A local veterinarian asked me to help stop her pig from aggressively cohersing gin from their neighbor. To abate this behavior, the vet learned how to be respected by her pig and set boundaries. She applied my principles with her two dogs. One ended up leash trained and the other house trained. It is a natural activity for submissive dog to follow the leader and not let leader down by "going" in the house.
From the start, Aspen enjoyed staying up all night singing to her family. They became so frustrated, several sleep deprived family members were ready to get hotel rooms. In one session they learned why Aspen was enjoying nocturnal beighing and how to stop it. Aspen gave up night time singing for night time snoring.
Brie was a very enthusiastic French Bulldog pup that was a bit mouthy, slow to house train and most unruly on leash. Her mom unfortunately took a bad fall associated with the leash whirling around her ankles, but learned how easy it can be to resolve these issues. Even with the most challenging puppies, don't get frustrated, just give me a call.
More than a few years ago, the animal shelter in Cullman AL took a direct hit by a tornado. Very sadly every dog was sucked up and out of what remained of the building. This sweet girl, Fiona, was one of two that survived. She was found still in her crate over a mile away. When I met her, she was a very anxious dog. In order for Fiona to find peace, her foster learned that Fiona needed more than love. Dogs find safety in the presence of a leader. Her foster mom continued to provide love, but through kind loving leadership, Fiona's anxiety declined and ultimately found peace in her forever home.
Tobi's parents were very frustrated and struggled with her terrible desire to consume all forest products in and out of the home. Shrubs in the yard and any and all wooden furniture was damaged or destroyed by this half beaver half dog.

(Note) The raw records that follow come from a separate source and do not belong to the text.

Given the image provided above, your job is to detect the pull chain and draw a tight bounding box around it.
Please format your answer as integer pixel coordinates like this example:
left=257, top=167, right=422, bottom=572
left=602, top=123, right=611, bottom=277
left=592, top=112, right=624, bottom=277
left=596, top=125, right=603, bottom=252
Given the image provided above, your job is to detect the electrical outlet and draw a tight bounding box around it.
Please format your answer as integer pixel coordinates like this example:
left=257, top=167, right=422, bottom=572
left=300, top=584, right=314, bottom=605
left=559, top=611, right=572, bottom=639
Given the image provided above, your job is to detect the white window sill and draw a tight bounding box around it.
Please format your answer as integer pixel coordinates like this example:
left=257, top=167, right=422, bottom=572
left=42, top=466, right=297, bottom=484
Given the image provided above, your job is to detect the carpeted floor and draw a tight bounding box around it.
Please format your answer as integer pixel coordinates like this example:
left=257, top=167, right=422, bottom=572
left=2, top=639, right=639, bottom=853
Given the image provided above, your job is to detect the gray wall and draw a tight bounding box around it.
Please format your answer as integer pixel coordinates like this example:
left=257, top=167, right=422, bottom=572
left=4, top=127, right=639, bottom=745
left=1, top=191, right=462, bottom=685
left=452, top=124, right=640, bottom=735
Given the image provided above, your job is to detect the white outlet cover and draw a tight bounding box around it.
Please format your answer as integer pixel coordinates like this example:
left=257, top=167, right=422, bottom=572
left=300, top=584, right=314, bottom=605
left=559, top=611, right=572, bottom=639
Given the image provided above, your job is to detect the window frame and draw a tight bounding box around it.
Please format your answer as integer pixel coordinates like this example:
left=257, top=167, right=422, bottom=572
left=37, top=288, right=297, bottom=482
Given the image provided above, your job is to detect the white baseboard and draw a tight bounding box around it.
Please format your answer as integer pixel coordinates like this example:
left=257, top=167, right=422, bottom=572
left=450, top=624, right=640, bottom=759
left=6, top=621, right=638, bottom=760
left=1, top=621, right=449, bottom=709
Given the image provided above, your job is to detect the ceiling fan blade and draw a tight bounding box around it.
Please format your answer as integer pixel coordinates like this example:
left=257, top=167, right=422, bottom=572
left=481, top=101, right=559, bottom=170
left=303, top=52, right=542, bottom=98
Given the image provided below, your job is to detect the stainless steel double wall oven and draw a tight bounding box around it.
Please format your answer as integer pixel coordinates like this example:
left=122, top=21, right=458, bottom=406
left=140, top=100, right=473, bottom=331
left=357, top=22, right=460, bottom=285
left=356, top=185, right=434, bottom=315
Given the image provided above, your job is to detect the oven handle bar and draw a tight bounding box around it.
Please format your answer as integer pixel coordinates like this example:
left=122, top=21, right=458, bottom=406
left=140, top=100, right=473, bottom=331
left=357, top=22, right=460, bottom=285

At their whits end, they contacted me. After the first session, Tobi abandoned her buzz saw past and refocused her efforts on pleasing her peeps.
Webster loved to pursue visitors (especially the mailman) with great enthusiasm. I didn't see it in this handsome devil, but I did believe his momma when she said he will bite fleeing ankles. Webster quickly learned not to be a control freak at the door, be respectful of visitors and not bite the mailman. Webster will always bark to let his humans know, "stranger danger", but he now can chill when his leaders let him know they are in control. Webster, his humans and definitely the mailman are much happier.
Each of these three pit bulls came from different pasts. Stouie was deaf and yet ended up a certified therapy dog. Uma had her teeth filed down and used as practice for fighting dogs. Piggy was repetitively beat up by another dog. All three of them ended up in loving homes with humans determined to give them great lives. All, I am proud to call friends. I don't feel like they are a testament to my efforts, but they are a testament to the pure loving nature of dogs.